Really?? Can you expand on that, I don't feel like they should be hyphenated when the nouns come first.

cilefen’s picture

cilefen commented

"Access-tested" is a compound forming two nouns into a verb. Those are hyphenated.

cilefen’s picture

cilefen commented
Status: Reviewed & tested by the community » Needs work

Let's fix that comment please.

eric115’s picture

eric115 commented
Status: Needs work » Needs review
StatusFileSize
new 2332029-35.patch4.37 KB
new interdiff.txt649 bytes

Here is the patch with the hyphen in the comment.

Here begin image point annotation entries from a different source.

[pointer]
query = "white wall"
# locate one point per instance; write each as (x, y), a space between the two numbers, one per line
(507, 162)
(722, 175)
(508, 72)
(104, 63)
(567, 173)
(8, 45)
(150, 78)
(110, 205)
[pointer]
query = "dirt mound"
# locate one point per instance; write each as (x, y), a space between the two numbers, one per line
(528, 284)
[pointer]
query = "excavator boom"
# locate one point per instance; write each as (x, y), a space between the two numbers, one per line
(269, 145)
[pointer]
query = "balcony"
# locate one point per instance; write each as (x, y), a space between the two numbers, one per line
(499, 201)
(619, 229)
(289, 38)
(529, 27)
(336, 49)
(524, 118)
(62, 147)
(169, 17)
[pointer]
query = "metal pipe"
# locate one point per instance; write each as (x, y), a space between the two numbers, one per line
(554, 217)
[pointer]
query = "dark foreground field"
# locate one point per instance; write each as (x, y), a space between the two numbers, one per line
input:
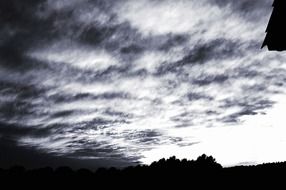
(171, 173)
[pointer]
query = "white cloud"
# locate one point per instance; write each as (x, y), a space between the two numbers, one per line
(79, 57)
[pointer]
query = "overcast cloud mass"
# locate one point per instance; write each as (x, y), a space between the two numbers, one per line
(134, 81)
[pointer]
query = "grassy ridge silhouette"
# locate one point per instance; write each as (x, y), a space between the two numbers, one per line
(204, 172)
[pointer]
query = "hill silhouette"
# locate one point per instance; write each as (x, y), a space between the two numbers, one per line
(276, 31)
(204, 172)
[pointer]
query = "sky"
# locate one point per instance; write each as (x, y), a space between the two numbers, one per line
(93, 83)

Also I have uploaded an interdiff.

benjy’s picture

benjy commented
Status: Needs review » Reviewed & tested by the community

Looks good.

sutharsan’s picture

sutharsan commented
Issue tags: -Needs tests
alexpott’s picture

alexpott
he/they
Primary language English
Location 🇪🇺🌍
commented
Status: Reviewed & tested by the community » Needs work 
diff --git a/core/modules/simpletest/files/htaccessTestFiles/access_test.engine b/core/modules/simpletest/files/htaccessTestFiles/access_test.engine
...
diff --git a/core/modules/simpletest/files/htaccessTestFiles/access_test.inc b/core/modules/simpletest/files/htaccessTestFiles/access_test.inc
...
diff --git a/core/modules/simpletest/files/htaccessTestFiles/access_test.install b/core/modules/simpletest/files/htaccessTestFiles/access_test.install
...
diff --git a/core/modules/simpletest/files/htaccessTestFiles/access_test.make b/core/modules/simpletest/files/htaccessTestFiles/access_test.make
...
diff --git a/core/modules/simpletest/files/htaccessTestFiles/access_test.module b/core/modules/simpletest/files/htaccessTestFiles/access_test.module
...
diff --git a/core/modules/simpletest/files/htaccessTestFiles/access_test.po b/core/modules/simpletest/files/htaccessTestFiles/access_test.po
...
diff --git a/core/modules/simpletest/files/htaccessTestFiles/access_test.profile b/core/modules/simpletest/files/htaccessTestFiles/access_test.profile
...
diff --git a/core/modules/simpletest/files/htaccessTestFiles/access_test.sh b/core/modules/simpletest/files/htaccessTestFiles/access_test.sh
...
diff --git a/core/modules/simpletest/files/htaccessTestFiles/access_test.sql b/core/modules/simpletest/files/htaccessTestFiles/access_test.sql
...
diff --git a/core/modules/simpletest/files/htaccessTestFiles/access_test.theme b/core/modules/simpletest/files/htaccessTestFiles/access_test.theme
...
diff --git a/core/modules/simpletest/files/htaccessTestFiles/access_test.tpl.php b/core/modules/simpletest/files/htaccessTestFiles/access_test.tpl.php
...
diff --git a/core/modules/simpletest/files/htaccessTestFiles/access_test.twig b/core/modules/simpletest/files/htaccessTestFiles/access_test.twig
...
diff --git a/core/modules/simpletest/files/htaccessTestFiles/access_test.xtmpl b/core/modules/simpletest/files/htaccessTestFiles/access_test.xtmpl
...
diff --git a/core/modules/simpletest/files/htaccessTestFiles/access_test.yml b/core/modules/simpletest/files/htaccessTestFiles/access_test.yml
...
+++ b/core/modules/system/src/Tests/System/HtaccessTest.php

These files belong in core/modules/system/tests/fixtures/HtaccessTest since the test is in system.

eric115’s picture

eric115 commented
Status: Needs work » Needs review
StatusFileSize
new 2332029-39.patch4.37 KB
new interdiff.txt5.25 KB

Thanks you for the feedback so far everyone.
Here is a new patch file with the files moved to core/modules/system/tests/fixtures/HtaccessTest.

benjy’s picture

benjy commented
Status: Needs review » Reviewed & tested by the community

The interdiff is missing the change to drupal_get_path() but the main patch looks good and addresses #38. Back to RTBC.

alexpott’s picture

alexpott
he/they
Primary language English
Location 🇪🇺🌍
commented
Status: Reviewed & tested by the community » Fixed

Adding test coverage is not blocked during beta. Committed 3874b0c and pushed to 8.0.x. Thanks!

  • alexpott committed 3874b0c on 8.0.x 
    Issue #2332029 by Eric115: Add test coverage for .htaccess rules

Status: Fixed » Closed (fixed)

Automatically closed - issue fixed for 2 weeks with no activity.